Ancelotti et Martino puceaux
Aujourd’hui, la situation des deux clubs n’est plus vraiment la même. Tata a remplacé Tito, et son polo couleur pistache dégueulasse est encore très loin d’avoir fait oublier les chemises cintrées de Guardiola. Même Carlo Ancelotti, qui n’est pourtant pas le premier venu, ne soutient pas pour l’instant la comparaison avec son charismatique prédécesseur. À l’image des deux entraîneurs, le Clásico de samedi ne fait pas vraiment saliver. Après des années de tempêtes médiatiques, l’heure est, semble-t-il, à l’apaisement. L’entraîneur argentin et son homologue italien abordent le premier Clásico de leur carrière et ça se voit.
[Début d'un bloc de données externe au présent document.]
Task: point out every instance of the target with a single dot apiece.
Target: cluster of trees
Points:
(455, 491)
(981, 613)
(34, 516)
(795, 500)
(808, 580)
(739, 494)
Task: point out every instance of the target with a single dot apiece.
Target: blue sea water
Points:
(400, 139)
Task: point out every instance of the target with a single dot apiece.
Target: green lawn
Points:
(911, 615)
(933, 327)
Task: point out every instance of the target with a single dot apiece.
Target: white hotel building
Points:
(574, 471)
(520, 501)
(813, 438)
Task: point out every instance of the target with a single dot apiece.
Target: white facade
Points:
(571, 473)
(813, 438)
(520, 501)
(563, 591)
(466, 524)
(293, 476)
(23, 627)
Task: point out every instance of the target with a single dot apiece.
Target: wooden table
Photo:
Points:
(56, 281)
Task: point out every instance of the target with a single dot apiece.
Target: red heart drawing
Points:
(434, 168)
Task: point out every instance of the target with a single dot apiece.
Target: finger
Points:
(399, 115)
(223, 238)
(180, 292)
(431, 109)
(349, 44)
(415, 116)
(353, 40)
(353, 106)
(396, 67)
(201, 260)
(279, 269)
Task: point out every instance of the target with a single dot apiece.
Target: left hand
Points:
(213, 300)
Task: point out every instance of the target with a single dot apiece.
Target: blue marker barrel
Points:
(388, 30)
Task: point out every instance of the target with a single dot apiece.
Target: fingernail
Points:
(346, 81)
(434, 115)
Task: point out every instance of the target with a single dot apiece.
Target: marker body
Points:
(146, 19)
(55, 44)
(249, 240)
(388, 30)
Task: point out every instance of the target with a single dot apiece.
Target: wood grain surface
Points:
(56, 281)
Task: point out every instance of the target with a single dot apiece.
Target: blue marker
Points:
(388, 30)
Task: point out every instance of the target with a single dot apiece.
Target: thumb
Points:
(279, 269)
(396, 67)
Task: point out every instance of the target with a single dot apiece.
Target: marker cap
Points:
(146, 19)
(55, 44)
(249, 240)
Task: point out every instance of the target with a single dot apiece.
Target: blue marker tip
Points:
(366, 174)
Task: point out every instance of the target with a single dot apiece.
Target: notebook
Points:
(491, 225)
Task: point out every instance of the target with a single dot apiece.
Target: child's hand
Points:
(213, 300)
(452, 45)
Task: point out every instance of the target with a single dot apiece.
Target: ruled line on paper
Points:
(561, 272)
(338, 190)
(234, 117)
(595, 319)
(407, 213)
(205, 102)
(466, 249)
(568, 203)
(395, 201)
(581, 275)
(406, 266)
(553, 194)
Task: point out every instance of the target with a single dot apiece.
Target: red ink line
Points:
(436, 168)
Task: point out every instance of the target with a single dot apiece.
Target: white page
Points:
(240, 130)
Le fait qu’aucun des deux ne lance les hostilités par voie de presse interposée traduit singulièrement les doutes qui hantent actuellement leurs équipes. Depuis le début de saison, le Barça et le Real peinent à séduire. Inconsistants et irréguliers, Castillans et Catalans affrontent le premier Clásico de la saison avec beaucoup plus de doutes que de certitudes. Bale et Neymar, les deux transferts stars de l’été, sont encore intermittents, Alexis et Benzema partagent le même goût pour l’abstinence devant les buts et le futur de Casillas et celui de Valdés sont tous les deux très incertains (pour différentes raisons). Le résultat de ce premier Clásico de la saison permettra de tirer les premiers bilans. Et de définitivement tirer un trait sur des années folles. Vraiment folles.